Une longue histoire, mais… pas si longue.
Il n’est pas rare d’entendre des commentaires appelant à une autorité mondiale pour résoudre les situations intolérables dans notre monde. Certes, une sorte d’organisation mondiale est nécessaire pour résoudre de nombreux conflits actuels ; mais cette façon de « penser globalement » n’est pas très ancienne dans l’histoire des 2 millions d’années qui se sont écoulées depuis l’apparition du premier hominidé sur terre.

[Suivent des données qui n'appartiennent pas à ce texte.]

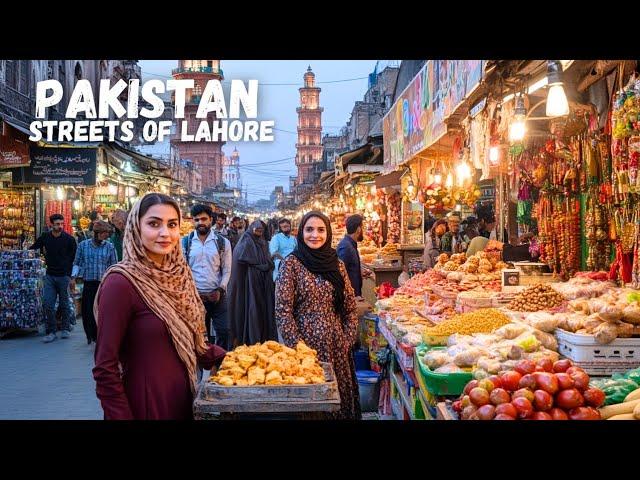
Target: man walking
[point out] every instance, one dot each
(454, 241)
(119, 220)
(348, 252)
(282, 244)
(209, 256)
(232, 232)
(220, 220)
(59, 253)
(93, 258)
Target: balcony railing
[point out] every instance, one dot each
(211, 70)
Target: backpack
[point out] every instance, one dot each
(188, 239)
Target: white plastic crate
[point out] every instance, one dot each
(599, 359)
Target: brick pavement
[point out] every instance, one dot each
(47, 381)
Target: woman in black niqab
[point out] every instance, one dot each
(251, 290)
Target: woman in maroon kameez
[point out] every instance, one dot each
(151, 333)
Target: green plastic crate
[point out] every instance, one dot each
(447, 384)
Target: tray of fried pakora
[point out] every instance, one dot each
(272, 372)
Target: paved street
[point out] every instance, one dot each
(47, 381)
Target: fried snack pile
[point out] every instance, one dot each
(270, 363)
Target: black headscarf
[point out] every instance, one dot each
(322, 261)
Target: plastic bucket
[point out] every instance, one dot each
(361, 360)
(369, 389)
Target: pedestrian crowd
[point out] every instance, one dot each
(162, 307)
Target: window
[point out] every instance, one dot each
(11, 77)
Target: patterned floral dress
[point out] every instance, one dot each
(305, 311)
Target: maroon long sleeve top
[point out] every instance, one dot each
(154, 383)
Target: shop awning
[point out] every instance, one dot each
(390, 179)
(346, 157)
(17, 126)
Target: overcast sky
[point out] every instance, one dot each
(278, 103)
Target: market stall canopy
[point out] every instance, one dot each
(389, 180)
(17, 126)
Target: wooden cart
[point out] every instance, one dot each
(217, 402)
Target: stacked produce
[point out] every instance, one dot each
(393, 217)
(615, 314)
(584, 286)
(368, 254)
(270, 363)
(619, 387)
(489, 354)
(480, 321)
(389, 250)
(536, 297)
(542, 390)
(420, 283)
(480, 267)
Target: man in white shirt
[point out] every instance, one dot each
(220, 221)
(209, 256)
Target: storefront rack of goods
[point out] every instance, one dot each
(17, 219)
(21, 277)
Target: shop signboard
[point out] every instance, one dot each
(13, 152)
(59, 166)
(417, 118)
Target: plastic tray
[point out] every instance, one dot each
(440, 383)
(599, 359)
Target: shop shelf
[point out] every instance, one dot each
(400, 386)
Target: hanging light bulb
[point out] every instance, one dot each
(557, 104)
(463, 172)
(517, 129)
(494, 155)
(449, 182)
(411, 189)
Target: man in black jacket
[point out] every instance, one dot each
(348, 252)
(59, 253)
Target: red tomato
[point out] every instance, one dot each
(570, 398)
(594, 397)
(561, 365)
(507, 409)
(510, 380)
(524, 407)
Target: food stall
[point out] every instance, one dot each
(268, 380)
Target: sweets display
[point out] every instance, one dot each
(270, 363)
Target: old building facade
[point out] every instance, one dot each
(309, 144)
(207, 156)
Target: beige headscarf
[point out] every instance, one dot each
(168, 290)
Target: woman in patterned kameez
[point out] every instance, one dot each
(316, 303)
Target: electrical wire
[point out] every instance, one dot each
(342, 80)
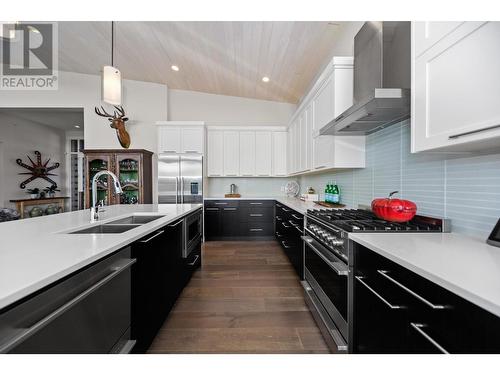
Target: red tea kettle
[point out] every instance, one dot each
(393, 209)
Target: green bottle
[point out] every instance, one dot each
(335, 195)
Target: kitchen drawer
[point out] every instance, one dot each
(257, 203)
(88, 312)
(222, 203)
(435, 319)
(257, 229)
(257, 214)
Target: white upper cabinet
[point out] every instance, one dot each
(247, 153)
(231, 153)
(264, 153)
(455, 85)
(181, 137)
(215, 159)
(192, 140)
(279, 148)
(324, 105)
(169, 140)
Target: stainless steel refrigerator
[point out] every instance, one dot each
(180, 178)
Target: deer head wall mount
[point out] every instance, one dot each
(117, 120)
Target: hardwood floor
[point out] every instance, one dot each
(246, 298)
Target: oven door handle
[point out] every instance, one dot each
(339, 267)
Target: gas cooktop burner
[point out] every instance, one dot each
(342, 214)
(365, 221)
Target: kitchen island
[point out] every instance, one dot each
(39, 251)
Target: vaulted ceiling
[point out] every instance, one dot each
(227, 58)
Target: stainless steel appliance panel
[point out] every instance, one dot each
(168, 179)
(191, 179)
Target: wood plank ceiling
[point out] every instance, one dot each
(227, 58)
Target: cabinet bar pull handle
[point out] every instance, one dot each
(174, 225)
(340, 268)
(436, 307)
(153, 236)
(194, 261)
(26, 333)
(455, 136)
(418, 327)
(391, 306)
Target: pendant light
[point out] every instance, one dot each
(112, 78)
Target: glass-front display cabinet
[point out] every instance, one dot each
(133, 169)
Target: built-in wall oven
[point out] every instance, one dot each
(192, 232)
(326, 275)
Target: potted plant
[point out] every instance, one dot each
(34, 193)
(50, 191)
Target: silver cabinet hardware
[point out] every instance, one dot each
(455, 136)
(339, 267)
(26, 333)
(436, 307)
(153, 236)
(194, 261)
(418, 327)
(390, 305)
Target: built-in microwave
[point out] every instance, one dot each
(192, 232)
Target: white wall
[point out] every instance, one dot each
(144, 102)
(231, 110)
(20, 138)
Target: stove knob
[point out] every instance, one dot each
(337, 242)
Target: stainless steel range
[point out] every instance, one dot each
(328, 262)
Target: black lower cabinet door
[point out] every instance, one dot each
(155, 282)
(230, 222)
(380, 318)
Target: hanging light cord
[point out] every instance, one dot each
(112, 42)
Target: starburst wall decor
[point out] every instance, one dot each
(38, 170)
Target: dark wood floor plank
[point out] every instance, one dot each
(246, 298)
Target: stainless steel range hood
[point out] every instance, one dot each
(381, 80)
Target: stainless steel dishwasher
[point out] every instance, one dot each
(86, 312)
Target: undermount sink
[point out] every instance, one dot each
(137, 219)
(106, 228)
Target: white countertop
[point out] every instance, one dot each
(34, 252)
(463, 265)
(291, 202)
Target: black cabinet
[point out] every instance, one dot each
(288, 230)
(398, 311)
(239, 219)
(87, 312)
(156, 281)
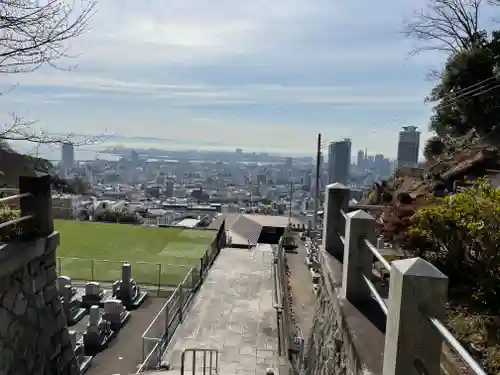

Après des milliers d’années d’histoire à penser en termes de royaumes et d’empires les uns contre les autres, ce n’est qu’après la terrible Première Guerre mondiale (1914) que la Société des Nations a été créée (1919). L’objectif de la Société des Nations éviter pas d’empêcher qu’un événement similaire à la Grande Guerre (1914) se reproduise. L’objectif principal de la Société des Nations était impossible à atteindre, principalement parce que ce sont les « vainqueurs de la Première Guerre mondiale » qui prenaient les décisions contre les vaincus. En 1939, la Seconde Guerre mondiale a éclaté et en 1945, les Nations unies ont été fondées. Il s’agissait de la deuxième tentative majeure de créer une organisation pour prévenir la guerre et construire un monde pacifique.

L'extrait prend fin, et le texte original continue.